O consultor lembra ainda que é possível negociar a isenção da taxa de manutenção da conta corrente com o gerente se o cliente tiver poupança ou dinheiro aplicado. “Isso é bem comum para os clientes de médio porte [aqueles que aplicam a partir de R$ 30 mil]”, conta.

Tarifas bancárias: o que inclui o pacote essencial (gratuito)

  • Emissão de cartão de débito/movimentação e segunda via (exceto para reposição por perda, roubo, danificação)
  • 4 saques por mês, no caixa, inclusive em cheques, ou em terminal de autoatendimento
  • 2 transferências por mês
  • Qualquer serviço prestado/utilizado na internet se a conta for digital
  • Extrato completo e detalhado e até 2/mês no autoatendimento
  • 10 folhas de cheque por mês e a compensação deles

Tarifas bancárias: o que inclui o pacote padrão 2 (até R$ 97,90/mês)

  • Confecção de cadastro para início de relacionamento
  • 12 folhas de cheque
  • 8 saques
  • 6 extratos dos últimos 30 dias
  • 2 extratos de outros períodos
  • 1 transferência por meio de DOC ou TED
  • 4 transferências entre contas na própria instituição

Informação clara e completa é direito

O correntista tem o direito básico à informação. “O Banco Central tem um rol de serviços chamado de ‘essenciais’, que é reduzido, mas, se ficar restrito àquela movimentação, só paga o que exceder o pacote. Não é mágica. É uma determinação legal que não é difundida ou até mesmo aplicada pelos bancos. Muitos gerentes dizem que esse pacote não existe, contrariando a determinação do Banco Central”, pontua a coordenadora do Procon.

O grande volume de reclamações ainda acontece, segundo ela, por falta ou falha de de informação clara. “Eu desafio quem tenha o contrato de abertura da conta corrente com o detalhamento de cada serviço que compõe o pacote contratado”, afirma. Segundo ela, geralmente o documento vem só com o nome do pacote: “O consumidor contrata no escuro”.

Até pouco tempo atrás a situação era ainda pior. “Antes, tinha banco que criava até 60 tarifas bancárias diferentes para o mesmo serviço. Agora, o Banco Central determina que cada serviço tenha o mesmo nome em todos os bancos e separa os serviços em três categorias (essenciais, prioritários e diferenciados)”, explica. Isso dá ao banco a liberdade de oferecer pacotes com diferentes composições, desde que garanta também o mais básico.

Tarifas bancárias: trace seu perfil de necessidades

Quantos cheques você emite por mês? Quantos saques precisa fazer? É importante traçar seu perfil de uso do serviço bancário. De posse disso, veja se o banco não pode oferecer um pacote mais vantajoso.

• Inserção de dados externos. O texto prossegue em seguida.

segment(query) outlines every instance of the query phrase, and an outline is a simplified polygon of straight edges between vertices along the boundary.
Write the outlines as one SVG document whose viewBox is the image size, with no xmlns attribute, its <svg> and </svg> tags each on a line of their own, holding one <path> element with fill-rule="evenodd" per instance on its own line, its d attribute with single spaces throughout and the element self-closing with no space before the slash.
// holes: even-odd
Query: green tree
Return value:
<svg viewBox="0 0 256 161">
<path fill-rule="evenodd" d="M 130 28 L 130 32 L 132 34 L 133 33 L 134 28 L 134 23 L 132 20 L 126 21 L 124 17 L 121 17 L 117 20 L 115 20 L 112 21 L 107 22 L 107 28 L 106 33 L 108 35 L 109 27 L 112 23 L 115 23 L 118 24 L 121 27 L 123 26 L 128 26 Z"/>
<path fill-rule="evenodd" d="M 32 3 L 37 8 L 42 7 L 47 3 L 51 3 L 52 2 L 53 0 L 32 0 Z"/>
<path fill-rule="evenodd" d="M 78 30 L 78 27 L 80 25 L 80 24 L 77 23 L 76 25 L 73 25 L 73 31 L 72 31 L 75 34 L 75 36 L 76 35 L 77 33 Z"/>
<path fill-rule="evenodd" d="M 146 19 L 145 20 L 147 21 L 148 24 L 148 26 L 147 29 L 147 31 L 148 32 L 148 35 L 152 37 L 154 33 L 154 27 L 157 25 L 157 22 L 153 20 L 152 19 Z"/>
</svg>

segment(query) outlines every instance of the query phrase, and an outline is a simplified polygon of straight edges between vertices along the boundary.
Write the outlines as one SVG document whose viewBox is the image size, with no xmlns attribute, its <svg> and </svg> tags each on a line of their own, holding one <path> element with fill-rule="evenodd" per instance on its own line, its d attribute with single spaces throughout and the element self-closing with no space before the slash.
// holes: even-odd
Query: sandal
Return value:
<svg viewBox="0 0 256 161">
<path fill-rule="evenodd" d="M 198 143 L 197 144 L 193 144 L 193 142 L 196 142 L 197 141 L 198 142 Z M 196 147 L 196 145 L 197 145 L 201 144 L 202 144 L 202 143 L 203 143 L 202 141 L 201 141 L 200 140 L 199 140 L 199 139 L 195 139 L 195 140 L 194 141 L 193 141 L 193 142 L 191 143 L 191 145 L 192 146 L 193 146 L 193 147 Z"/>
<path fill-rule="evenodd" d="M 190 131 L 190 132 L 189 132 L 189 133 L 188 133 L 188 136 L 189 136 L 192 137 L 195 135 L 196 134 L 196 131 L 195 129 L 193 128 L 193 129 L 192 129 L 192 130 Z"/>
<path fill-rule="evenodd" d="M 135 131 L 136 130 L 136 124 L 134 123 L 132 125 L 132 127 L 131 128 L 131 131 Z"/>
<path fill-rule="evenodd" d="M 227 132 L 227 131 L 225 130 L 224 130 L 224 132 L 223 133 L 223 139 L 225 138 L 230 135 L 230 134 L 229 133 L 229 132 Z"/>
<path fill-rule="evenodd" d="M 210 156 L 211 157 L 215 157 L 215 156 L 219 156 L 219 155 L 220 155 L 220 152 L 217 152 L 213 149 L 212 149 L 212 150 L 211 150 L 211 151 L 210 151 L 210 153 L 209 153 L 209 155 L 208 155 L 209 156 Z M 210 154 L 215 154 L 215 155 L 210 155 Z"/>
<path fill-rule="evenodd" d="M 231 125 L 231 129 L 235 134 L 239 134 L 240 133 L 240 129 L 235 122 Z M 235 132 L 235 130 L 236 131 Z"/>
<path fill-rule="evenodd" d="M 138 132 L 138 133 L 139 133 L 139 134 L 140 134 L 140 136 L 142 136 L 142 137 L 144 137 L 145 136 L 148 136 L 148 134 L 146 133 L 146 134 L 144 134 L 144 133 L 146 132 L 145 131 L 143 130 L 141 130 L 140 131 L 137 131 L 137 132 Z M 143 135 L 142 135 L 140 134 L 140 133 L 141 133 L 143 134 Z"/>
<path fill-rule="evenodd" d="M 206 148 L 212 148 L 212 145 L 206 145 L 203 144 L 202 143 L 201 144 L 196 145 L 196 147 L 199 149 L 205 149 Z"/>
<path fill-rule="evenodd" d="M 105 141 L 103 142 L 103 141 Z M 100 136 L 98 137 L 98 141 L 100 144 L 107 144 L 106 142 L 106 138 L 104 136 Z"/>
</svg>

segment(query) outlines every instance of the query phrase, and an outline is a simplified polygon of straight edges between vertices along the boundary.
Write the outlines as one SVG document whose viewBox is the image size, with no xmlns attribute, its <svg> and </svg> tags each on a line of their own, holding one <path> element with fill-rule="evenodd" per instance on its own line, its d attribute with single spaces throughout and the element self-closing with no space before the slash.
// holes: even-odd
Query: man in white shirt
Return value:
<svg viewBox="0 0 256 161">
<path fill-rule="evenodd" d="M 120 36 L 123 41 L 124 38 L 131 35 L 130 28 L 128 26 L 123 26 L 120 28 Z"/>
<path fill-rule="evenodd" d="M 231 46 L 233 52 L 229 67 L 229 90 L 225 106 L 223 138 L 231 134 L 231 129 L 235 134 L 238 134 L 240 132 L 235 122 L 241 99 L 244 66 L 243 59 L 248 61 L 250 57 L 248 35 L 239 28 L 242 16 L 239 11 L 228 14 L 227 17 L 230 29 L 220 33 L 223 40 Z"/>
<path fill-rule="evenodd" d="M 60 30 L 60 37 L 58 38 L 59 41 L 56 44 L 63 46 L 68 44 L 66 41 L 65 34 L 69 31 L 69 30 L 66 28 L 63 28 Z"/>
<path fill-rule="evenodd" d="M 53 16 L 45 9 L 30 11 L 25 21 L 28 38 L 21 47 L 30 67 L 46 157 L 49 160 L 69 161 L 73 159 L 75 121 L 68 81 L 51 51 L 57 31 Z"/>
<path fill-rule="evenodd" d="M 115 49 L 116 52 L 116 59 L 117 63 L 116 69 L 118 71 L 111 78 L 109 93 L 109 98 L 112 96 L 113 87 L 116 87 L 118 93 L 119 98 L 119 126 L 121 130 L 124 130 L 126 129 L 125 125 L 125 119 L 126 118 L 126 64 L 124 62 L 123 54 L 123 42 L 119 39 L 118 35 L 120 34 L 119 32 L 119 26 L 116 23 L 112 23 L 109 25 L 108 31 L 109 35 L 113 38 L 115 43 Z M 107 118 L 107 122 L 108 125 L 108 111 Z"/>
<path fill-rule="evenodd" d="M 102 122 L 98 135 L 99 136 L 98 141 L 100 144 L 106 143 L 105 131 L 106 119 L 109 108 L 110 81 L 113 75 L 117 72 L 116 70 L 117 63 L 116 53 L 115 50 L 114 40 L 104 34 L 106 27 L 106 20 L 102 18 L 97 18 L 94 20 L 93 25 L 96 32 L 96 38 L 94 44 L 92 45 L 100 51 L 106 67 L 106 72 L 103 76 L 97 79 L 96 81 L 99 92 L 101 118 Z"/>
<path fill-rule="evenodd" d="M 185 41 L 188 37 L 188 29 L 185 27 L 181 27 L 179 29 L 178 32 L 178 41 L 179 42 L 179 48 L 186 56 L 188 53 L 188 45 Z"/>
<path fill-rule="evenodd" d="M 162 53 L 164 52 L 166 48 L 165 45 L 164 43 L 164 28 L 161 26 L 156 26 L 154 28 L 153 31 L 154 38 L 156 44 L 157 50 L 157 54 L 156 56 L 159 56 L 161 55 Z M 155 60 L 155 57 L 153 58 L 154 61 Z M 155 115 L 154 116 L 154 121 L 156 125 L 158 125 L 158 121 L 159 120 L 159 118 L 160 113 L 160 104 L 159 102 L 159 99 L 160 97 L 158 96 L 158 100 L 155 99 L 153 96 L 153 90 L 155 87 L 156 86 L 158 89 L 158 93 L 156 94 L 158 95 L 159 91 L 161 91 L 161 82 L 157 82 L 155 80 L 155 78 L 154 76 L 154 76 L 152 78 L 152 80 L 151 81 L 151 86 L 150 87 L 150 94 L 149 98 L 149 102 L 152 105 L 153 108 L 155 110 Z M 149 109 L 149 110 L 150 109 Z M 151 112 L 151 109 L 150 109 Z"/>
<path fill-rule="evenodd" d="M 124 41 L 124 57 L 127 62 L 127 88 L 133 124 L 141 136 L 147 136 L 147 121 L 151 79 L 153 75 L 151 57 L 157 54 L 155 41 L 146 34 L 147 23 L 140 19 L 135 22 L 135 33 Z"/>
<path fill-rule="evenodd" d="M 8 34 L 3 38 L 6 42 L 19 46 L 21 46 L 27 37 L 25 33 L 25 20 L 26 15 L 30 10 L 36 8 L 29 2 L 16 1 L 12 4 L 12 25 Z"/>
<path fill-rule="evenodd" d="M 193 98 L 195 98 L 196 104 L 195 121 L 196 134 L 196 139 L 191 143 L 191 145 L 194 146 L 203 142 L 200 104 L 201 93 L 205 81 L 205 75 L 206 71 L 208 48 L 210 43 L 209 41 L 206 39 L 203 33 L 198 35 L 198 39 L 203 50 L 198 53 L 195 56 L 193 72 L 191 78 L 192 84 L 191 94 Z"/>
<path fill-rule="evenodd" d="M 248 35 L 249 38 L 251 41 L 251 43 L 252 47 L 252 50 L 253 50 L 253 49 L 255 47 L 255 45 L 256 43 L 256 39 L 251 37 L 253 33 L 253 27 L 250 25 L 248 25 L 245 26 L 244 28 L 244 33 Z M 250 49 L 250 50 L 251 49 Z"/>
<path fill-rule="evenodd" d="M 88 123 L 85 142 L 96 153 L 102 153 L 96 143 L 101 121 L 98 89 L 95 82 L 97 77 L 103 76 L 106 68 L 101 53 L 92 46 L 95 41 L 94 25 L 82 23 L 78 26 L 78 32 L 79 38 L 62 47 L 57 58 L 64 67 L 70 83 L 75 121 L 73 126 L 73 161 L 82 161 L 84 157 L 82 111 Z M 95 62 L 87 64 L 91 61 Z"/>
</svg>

Seu extrato mensal mostra qual o padrão de uso dos serviços do banco. De posse das informações sobre cada um dos pacotes comerciais oferecidos, você poderá fazer comparações e escolher qual deles se encaixa melhor no seu perfil de uso.

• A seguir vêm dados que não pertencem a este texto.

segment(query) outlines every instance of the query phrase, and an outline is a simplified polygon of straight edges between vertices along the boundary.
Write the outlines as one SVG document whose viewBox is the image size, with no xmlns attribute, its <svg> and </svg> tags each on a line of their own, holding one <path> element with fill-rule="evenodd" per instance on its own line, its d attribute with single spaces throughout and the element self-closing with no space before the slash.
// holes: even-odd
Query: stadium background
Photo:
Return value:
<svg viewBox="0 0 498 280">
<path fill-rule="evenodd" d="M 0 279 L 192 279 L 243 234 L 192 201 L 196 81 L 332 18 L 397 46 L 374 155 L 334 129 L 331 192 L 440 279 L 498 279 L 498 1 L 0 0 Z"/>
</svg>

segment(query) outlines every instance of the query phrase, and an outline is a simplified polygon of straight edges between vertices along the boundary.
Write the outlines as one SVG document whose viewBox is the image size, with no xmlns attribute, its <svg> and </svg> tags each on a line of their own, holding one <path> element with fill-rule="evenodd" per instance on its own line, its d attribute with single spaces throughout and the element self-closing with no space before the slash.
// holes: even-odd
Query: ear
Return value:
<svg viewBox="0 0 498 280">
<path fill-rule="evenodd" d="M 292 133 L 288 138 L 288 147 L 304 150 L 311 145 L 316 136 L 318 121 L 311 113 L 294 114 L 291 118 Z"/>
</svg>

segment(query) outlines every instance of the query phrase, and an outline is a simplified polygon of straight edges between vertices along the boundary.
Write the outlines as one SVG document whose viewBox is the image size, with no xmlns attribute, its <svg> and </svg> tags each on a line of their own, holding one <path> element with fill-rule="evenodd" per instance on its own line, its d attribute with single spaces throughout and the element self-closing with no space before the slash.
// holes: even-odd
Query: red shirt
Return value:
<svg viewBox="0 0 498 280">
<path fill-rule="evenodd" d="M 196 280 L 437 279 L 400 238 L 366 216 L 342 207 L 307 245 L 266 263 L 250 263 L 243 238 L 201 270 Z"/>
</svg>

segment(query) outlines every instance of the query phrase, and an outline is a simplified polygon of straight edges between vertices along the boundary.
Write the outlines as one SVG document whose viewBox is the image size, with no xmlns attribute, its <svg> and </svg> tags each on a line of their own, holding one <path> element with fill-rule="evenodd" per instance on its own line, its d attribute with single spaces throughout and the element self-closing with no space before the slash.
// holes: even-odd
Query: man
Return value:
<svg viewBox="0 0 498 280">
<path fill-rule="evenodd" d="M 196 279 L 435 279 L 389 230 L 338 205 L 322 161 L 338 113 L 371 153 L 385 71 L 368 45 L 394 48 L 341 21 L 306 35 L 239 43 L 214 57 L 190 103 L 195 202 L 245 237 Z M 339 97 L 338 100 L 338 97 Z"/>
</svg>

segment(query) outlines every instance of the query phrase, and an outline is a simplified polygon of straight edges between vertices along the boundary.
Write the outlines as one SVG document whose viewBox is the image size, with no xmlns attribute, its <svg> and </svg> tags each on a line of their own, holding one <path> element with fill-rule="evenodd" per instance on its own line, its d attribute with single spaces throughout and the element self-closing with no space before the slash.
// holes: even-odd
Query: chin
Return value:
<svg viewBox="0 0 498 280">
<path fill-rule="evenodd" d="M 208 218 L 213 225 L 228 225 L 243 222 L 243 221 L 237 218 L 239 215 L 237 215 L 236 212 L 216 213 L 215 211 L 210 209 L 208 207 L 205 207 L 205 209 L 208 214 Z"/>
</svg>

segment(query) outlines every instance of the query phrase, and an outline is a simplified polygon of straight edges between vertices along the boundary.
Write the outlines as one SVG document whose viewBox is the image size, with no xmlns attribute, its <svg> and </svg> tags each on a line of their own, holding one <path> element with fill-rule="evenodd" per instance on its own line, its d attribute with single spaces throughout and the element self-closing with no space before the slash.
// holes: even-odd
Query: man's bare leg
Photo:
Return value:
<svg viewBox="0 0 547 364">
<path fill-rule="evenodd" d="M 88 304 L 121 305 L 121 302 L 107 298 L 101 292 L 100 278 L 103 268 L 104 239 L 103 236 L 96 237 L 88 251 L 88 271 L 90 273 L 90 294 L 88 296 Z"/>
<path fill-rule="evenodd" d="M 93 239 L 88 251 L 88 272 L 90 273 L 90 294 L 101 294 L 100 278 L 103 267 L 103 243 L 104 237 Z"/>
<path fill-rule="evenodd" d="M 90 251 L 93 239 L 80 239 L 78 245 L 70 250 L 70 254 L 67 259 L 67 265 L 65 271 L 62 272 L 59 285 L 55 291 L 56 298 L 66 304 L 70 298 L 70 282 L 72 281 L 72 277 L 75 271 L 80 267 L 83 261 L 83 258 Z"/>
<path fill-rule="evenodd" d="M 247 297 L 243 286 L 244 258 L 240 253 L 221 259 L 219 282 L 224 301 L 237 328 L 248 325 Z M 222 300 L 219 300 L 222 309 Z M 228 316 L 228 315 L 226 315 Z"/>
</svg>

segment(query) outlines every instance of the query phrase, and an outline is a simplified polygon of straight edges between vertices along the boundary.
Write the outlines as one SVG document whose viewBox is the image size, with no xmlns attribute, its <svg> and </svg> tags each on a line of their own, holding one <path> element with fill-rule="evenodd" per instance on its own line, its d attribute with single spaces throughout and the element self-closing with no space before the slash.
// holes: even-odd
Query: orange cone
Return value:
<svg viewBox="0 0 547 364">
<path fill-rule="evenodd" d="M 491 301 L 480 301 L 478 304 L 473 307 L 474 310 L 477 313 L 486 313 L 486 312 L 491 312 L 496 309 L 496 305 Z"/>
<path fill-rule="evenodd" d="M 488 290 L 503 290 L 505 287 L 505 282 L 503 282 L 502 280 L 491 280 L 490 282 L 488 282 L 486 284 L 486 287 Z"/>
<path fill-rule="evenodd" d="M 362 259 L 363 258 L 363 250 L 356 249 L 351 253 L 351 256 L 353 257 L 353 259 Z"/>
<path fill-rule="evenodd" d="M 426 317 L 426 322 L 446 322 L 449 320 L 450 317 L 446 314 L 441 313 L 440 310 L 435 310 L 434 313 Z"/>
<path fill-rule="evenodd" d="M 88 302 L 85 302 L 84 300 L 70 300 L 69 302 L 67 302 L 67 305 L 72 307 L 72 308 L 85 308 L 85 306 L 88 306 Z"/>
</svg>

É importante lembrar que não há qualquer tipo de tabelamento e que, se o cliente precisar de algo para além do que dispõe no pacote (mesmo o essencial), deverá pagar o valor unitário estipulado pelo banco.

Mude de pacote

O banco não pode se negar a alterar o pacote de serviços do correntista. Se isso acontecer, o cliente pode reclamar no SAC e na ouvidoria do banco, no Banco Central e no Procon da sua região.

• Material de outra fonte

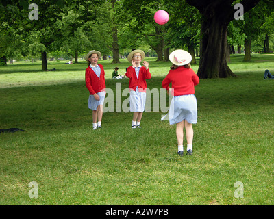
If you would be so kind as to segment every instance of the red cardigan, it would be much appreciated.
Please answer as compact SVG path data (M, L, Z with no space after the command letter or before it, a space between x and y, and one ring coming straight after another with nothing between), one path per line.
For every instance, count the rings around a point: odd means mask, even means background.
M90 66L86 69L86 86L90 95L105 90L105 70L101 64L98 65L101 69L100 78Z
M149 69L146 69L145 67L142 66L140 68L139 76L137 79L137 75L135 73L135 69L132 67L128 67L125 76L129 77L129 88L131 90L135 90L138 86L139 92L145 92L147 90L147 82L145 79L149 79L151 78L151 75Z
M200 79L192 68L179 66L175 70L171 70L162 83L162 87L169 90L171 82L174 88L174 96L194 94L194 86Z

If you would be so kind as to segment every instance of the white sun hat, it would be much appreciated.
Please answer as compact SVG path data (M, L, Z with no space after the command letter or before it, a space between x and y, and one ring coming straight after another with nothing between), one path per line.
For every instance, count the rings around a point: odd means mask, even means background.
M184 66L192 60L190 53L182 49L175 50L169 55L169 61L176 66Z
M88 61L88 57L89 57L89 56L91 55L91 54L93 54L93 53L96 53L96 54L97 54L98 55L98 58L99 59L100 57L101 57L101 56L102 55L101 54L101 53L99 51L96 51L96 50L92 50L92 51L90 51L88 54L86 54L86 56L85 56L85 60L86 60L86 61Z
M145 52L140 49L136 49L136 50L131 51L130 53L127 55L127 60L129 62L132 62L132 56L133 56L133 55L134 55L134 53L139 53L140 54L141 54L142 60L143 59L145 59Z

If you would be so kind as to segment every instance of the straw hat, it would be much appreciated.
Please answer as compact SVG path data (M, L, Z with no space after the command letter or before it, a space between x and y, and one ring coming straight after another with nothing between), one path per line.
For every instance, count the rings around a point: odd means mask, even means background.
M136 50L131 51L130 53L127 55L127 60L129 62L132 62L132 58L133 57L133 55L134 55L134 53L139 53L140 54L141 54L142 60L145 58L145 55L144 51L142 50L136 49Z
M184 66L191 62L192 57L186 51L177 49L169 55L169 61L176 66Z
M102 55L101 54L101 53L100 53L99 51L92 50L92 51L90 51L88 54L86 55L86 56L85 56L85 60L86 60L86 61L88 62L88 57L89 57L89 56L90 56L91 54L93 54L93 53L97 54L97 55L98 55L98 58L99 58L99 58L101 57L101 56Z

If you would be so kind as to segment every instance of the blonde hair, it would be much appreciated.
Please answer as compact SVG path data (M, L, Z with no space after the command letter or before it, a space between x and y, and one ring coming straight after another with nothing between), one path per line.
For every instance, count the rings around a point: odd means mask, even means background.
M90 55L90 56L88 56L88 58L90 58L90 57L91 57L91 55L92 55L93 54L96 54L96 55L97 55L97 57L99 58L99 55L98 55L98 54L97 54L97 53L91 53L91 54ZM90 60L88 60L88 66L90 66Z
M188 63L188 64L185 64L185 65L184 65L184 66L182 66L185 67L186 68L189 69L189 68L191 68L191 64L190 64L190 63ZM177 65L175 65L175 64L173 64L173 65L171 66L171 70L175 70L175 69L177 69L178 67L179 67L179 66L177 66Z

E se o banco esconder o jogo?

É comum o cliente questionar a mudança pelo banco de alguma regra durante a vigência do contrato sem solicitação ou autorização prévia. O valor acordado, por exemplo, não pode mudar por 12 meses. “Há casos em que o pacote não é respeitado ou houve alguma mudança no serviço. Atue de forma preventiva”, diz Boucalt, “acompanhando com atenção o extrato e reclamando sempre que ver alguma irregularidade”.

O que fazer se houver cobrança indevida?

Se o cliente pagar um valor cobrado indevidamente terá direito ao reembolso em dobro.